# Heating Dubia Roach



## garetmcc79 (Jul 17, 2010)

Hi All,

What wattage of heat mat is required to heat a Dubia Roach colony?

Also how do those who use a heat mat keep the temperature steady without the need for a thermostat, is it just as simple as buying say a 15w mat where the temp wont go higher than 92 degrees ( for example ) and leaving it on 24/7?

My funds don't really stretch to a thermostat 


Cheers!


----------



## madavies65 (Jan 21, 2009)

The average watt required depends on your roach tub size, the small the tub the less energy is required to heat it up and so less watts.

A heat matt does NOT stay at the same temperature but is dependent on the environment to determine the heat on that day. For instance in summer it gets hot and in winter it struggles to maintain the same temp it did previously. Insulation can also increase the temp of a heat mat too.


----------



## garetmcc79 (Jul 17, 2010)

Thanks mate, i just emailed you same question on your website 

Cheers again


----------



## imginy (Jun 14, 2009)

You will get a lot more out of your colony if you use a thermostat, I think it would be worth the extra £15.
As madavies said the same heatmat thats works in the summer wont get hot enough in winter plus it works the other way round as well a heatmat that is good in winter might be cooking your roaches in summer.
Best thing to do would be to get the biggest heat mat you can and stick it on a thermostat set to around 85f.
Plus the money you spend on the thermostat you will save on electric : victory:


----------



## Gentoo (Jul 6, 2010)

Hi, sorry to but in, where can you get a thermostat for £15?


----------



## imginy (Jun 14, 2009)

Microclimate Ministat 100 - Thermostats - Reptile Heating - Blue Lizard Reptiles

Theres a link to one for £14 :2thumb:


----------



## Gentoo (Jul 6, 2010)

Thanks, gonna buy one if I decided to breed Roaches.


----------



## Krista (Jul 18, 2009)

Hi, 

Jumping in on this thread as well....sorry :blush:

I am also looking to heat my Roaches. What should the wattage of the mat be if I use this thermostat?

Microclimate Ministat 100 - Thermostats - Reptile Heating - Blue Lizard Reptiles

Jingle Bells.


----------



## Hunders (Jun 20, 2010)

It says for use with mats up to 100W which will be any heat mat.
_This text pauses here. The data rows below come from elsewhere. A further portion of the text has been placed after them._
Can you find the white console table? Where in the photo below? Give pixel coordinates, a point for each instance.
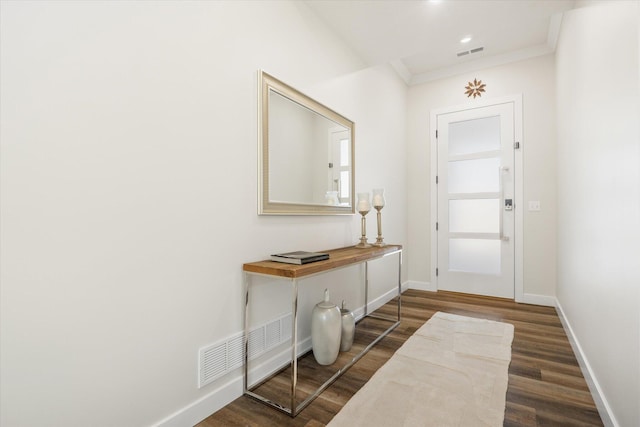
(338, 258)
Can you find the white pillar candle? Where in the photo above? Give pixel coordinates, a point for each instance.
(378, 198)
(363, 202)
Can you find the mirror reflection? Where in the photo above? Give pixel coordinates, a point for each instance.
(307, 154)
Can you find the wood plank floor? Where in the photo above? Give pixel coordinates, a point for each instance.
(546, 386)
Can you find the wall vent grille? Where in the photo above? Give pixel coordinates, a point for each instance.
(468, 52)
(217, 359)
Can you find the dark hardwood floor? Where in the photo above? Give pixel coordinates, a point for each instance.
(546, 386)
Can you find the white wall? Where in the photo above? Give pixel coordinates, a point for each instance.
(129, 191)
(599, 197)
(535, 80)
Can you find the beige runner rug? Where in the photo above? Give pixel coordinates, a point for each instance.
(452, 372)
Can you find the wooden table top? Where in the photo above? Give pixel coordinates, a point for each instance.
(340, 257)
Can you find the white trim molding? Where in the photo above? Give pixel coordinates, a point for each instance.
(421, 286)
(606, 414)
(230, 386)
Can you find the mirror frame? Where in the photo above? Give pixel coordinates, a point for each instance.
(269, 83)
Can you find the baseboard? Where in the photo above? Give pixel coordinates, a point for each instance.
(539, 300)
(421, 286)
(232, 389)
(594, 387)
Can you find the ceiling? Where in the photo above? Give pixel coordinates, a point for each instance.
(421, 38)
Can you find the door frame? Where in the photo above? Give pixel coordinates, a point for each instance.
(516, 100)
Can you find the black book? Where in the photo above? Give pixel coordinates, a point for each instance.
(299, 257)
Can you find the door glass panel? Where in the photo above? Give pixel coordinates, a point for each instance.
(474, 216)
(474, 256)
(474, 176)
(474, 136)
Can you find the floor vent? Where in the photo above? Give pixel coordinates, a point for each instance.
(217, 359)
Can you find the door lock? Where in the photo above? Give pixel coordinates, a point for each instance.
(508, 204)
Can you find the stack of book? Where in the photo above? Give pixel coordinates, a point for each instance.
(299, 257)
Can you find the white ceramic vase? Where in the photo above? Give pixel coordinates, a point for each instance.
(348, 328)
(326, 330)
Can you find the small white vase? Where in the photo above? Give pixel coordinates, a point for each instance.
(326, 329)
(348, 329)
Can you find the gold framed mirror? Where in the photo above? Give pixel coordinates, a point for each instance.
(306, 154)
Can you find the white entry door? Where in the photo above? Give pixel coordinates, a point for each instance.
(475, 215)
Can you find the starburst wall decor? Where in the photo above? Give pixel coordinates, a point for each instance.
(474, 88)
As far as I'm aware there are no mats that go near 100W.


----------



## Gentoo (Jul 6, 2010)

Me again, which would be best for an 80L tub. I'm going to put the mat or strip (what's the difference?) on the wall of the tub.
Available are:

* Habistat heatmatts*
6x11 £10
11x11 £10
17x11 £11
23x11 £13

*Habistat heat strips*
47x6 £16
23x6 £12
17x6 £10

It doesn't state what wattage, I'm gussing the wattage is dependent on size?
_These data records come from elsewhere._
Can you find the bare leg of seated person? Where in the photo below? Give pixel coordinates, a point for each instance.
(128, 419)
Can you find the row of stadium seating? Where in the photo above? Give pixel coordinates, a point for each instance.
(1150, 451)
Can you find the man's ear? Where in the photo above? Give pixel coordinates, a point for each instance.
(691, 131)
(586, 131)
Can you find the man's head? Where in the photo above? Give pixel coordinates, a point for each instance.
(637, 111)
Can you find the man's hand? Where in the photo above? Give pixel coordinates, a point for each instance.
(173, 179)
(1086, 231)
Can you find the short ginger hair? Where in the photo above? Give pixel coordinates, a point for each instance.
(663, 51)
I keep loosing my internet connection so thanks in advance incase I can't get back online.


----------



## Juzza12 (Jun 12, 2008)

I just bought a mat that would stretch the length of the tub.


----------



## toad650 (Feb 9, 2009)

I have a 84ltr tub sitting on a heat mat covering one half of the floor which is on 24/7 with no stat and mine are doing fine, there's plenty of space for the to go up or to the end to get different temps


----------



## richard hardwick (Jan 2, 2010)

b+q do sheets of insulation board it is foam with foil on outside it is easy to cut i made a box out of this to put my rub in it holds temps better mat is not on as much roaches are breeding like mad now:2thumb:


----------